Former Vice President Joe Biden was grilled Friday about the Obama administration’s record of detaining migrant children in what some lawmakers and activists have described as “cages” -- with the 2020 hopeful claiming the government did it to keep them “safe.”
Biden, who served as VP for both of then-President Barack Obama’s terms, has cited his experience as a reason he should be the Democratic nominee. But with the Democratic Party shifting to the left on matters related to immigration in recent years, he has faced increased scrutiny about the administration’s policies from those claiming they were cruel.
In an interview Friday posted on Facebook, Univision journalist Jorge Ramos took issue with a claim that Biden made in September in a debate in Houston that the Obama administration never put migrant children in cages -- in contrast to the Trump administration.
"What Latinos should look at is comparing this president to the president we have is outrageous," Biden said in September. "We didn't lock people in cages. We didn't separate families. We didn't do all of those things."
“You actually did,” Ramos said Friday, showing him a picture of an 8-year-old boy in McAllen, Texas, in 2014.
“What happened was all the unaccompanied children were coming across the border,” Biden said. “We tried to get them out, we kept them safe, and get them out of the detention center... run by Homeland Security and get them into communities as quickly as we can.”
The “cages” are detention centers in which there were also chain-link enclosures. The practice was carried out by both the Obama and Trump administrations, and Biden is correct that in both instances minors were held, in part, for their own safety. An Associated Press fact check last year noted that migrants were housed in the facilities and separated by both age and sex. Those facilities were built and used by the Obama administration, and the Trump administration used the same facilities.
But left-wing lawmakers and pro-immigration activists have accused both administrations, particularly the Trump administration, of “putting kids in cages."
The Trump administration ramped up the practice, in part because it was faced with a significant increase in family units at the border, and also drew controversy with its “zero-tolerance policy” that saw increased separations of minors from their parents and accompanying adults. Amid intense public criticism, the administration walked back the policy in 2018.
Biden, who has tried to tap into that criticism while running for the presidency, disagreed with Ramos’ assessment and instead claimed there were significant differences between the Democratic approach and the Trump administration’s approach.
"Many people would say they were cages," Ramos said.
“You know you’re not telling the truth here about the comparison of the two things,” Biden replied. “Look how quickly we got them out and got them back to families, look at how … we sought the relatives here, we sought to get them into safe communities.

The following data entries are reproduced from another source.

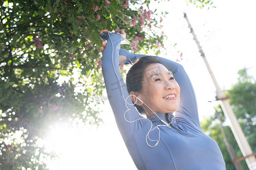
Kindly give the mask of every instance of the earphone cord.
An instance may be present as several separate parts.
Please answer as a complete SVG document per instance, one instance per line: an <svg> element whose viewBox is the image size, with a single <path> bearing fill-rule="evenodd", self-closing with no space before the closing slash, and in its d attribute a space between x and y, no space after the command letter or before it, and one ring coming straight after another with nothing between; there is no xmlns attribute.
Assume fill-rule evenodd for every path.
<svg viewBox="0 0 256 170"><path fill-rule="evenodd" d="M113 41L112 41L112 39L111 39L111 37L110 37L110 34L109 34L109 32L108 32L108 35L109 35L109 39L110 40L110 41L111 41L111 44L112 44L112 65L113 65L113 68L114 68L114 72L115 72L115 75L117 76L117 78L118 78L118 80L119 80L119 84L120 84L120 87L121 87L121 93L122 93L122 97L123 97L123 100L124 100L125 101L125 106L126 107L126 108L127 108L127 110L126 110L125 112L125 113L123 113L124 118L125 118L125 120L126 120L127 122L130 122L130 123L133 123L133 122L136 122L136 121L139 121L139 120L148 120L148 121L150 122L151 127L150 127L150 129L149 129L148 131L147 132L147 135L146 135L146 142L147 142L147 145L148 145L148 146L150 146L150 147L154 147L156 146L158 144L158 143L159 143L159 141L160 141L160 129L159 129L158 127L159 127L159 126L167 126L167 127L168 127L168 128L171 128L171 127L170 126L169 124L168 124L166 123L165 121L164 121L163 120L162 120L162 119L160 119L160 117L158 116L158 115L157 114L156 114L156 113L155 113L155 112L154 112L154 111L153 111L153 110L152 110L152 109L151 109L147 104L146 104L145 103L144 103L144 102L143 102L143 101L141 101L141 101L142 101L142 103L143 103L147 107L147 108L149 108L149 109L154 113L154 114L155 114L158 117L158 118L159 118L162 122L163 122L165 125L158 125L156 126L156 127L152 128L153 124L152 124L152 122L151 122L149 119L148 119L148 118L144 118L144 117L143 117L143 118L138 118L138 119L137 119L137 120L134 120L134 121L129 121L129 120L127 120L126 119L126 116L125 116L125 114L126 114L126 112L127 112L128 111L131 110L131 109L130 109L129 108L128 108L128 107L127 107L127 104L128 104L130 105L134 105L134 104L135 104L137 103L137 101L138 101L138 97L134 95L130 95L128 96L125 99L125 96L123 96L123 91L122 91L122 83L121 83L121 80L120 80L120 79L119 78L118 75L118 74L117 74L116 71L115 71L115 69L114 65L114 58L114 58L114 45L113 45ZM135 96L135 97L136 97L136 102L135 102L134 104L129 104L129 103L127 101L127 100L128 99L129 97L130 97L130 96ZM137 110L137 112L139 114L139 113L138 112L138 110ZM147 113L147 114L148 114L148 116L149 116L148 113ZM150 139L150 137L149 137L149 134L150 134L150 133L151 131L155 130L155 129L158 129L158 131L159 131L159 133L158 133L158 139ZM147 141L147 139L148 139L150 141L152 141L152 142L156 142L156 143L155 144L155 145L151 146L151 145L150 145L150 144L148 143L148 141Z"/></svg>

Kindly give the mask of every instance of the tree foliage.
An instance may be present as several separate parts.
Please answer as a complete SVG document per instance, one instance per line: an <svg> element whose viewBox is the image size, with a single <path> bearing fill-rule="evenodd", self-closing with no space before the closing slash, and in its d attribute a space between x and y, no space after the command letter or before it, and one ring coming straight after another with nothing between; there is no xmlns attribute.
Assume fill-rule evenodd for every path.
<svg viewBox="0 0 256 170"><path fill-rule="evenodd" d="M226 91L227 95L230 96L230 103L233 112L243 131L245 135L253 150L256 151L256 83L253 77L250 76L246 73L246 69L243 69L238 71L239 78L238 82L234 84L231 89ZM223 125L227 135L228 142L233 147L237 157L242 157L240 151L230 126L226 121L223 111L218 105L216 108L216 111L224 122ZM223 139L223 136L219 126L219 122L216 116L212 116L208 119L205 118L201 122L202 129L218 143L222 151L226 163L226 169L235 169L232 162L226 146ZM240 162L243 169L249 169L245 160Z"/></svg>
<svg viewBox="0 0 256 170"><path fill-rule="evenodd" d="M0 169L46 169L55 155L39 141L56 121L101 121L94 97L105 87L98 33L125 28L131 42L125 48L157 54L167 12L155 15L150 3L0 1Z"/></svg>

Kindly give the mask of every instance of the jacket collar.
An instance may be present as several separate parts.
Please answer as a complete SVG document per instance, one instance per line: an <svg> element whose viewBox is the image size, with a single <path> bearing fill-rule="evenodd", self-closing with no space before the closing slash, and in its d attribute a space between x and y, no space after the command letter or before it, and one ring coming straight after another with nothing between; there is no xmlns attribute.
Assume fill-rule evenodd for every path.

We sought to get them out of the control of Homeland Security to get them safe.”
“But they came unaccompanied, unaccompanied,” he said, before saying he was responsible for $750 million in assistance to Central American countries to make it so people didn’t feel the need to migrate in the first place.
The exchange is a sign of the difficulty that candidates who hold a more moderate position on illegal immigration and other matters related to immigration could face. On Friday, Sen. Amy Klobuchar, D-Minn., backed away from a 2007 vote she made in which she voted to make English the national language of the U.S.
“I think that when you look at a state like this state, and a country like ours that is so diverse, you don't want to have that provision in law because then it would be very difficult to have, say, government documents and other things translated into other languages,” she said Friday in Nevada. “So that is not a position I take. I did vote that way, but way back then, along with many other people.”
The Associated Press contributed to this report.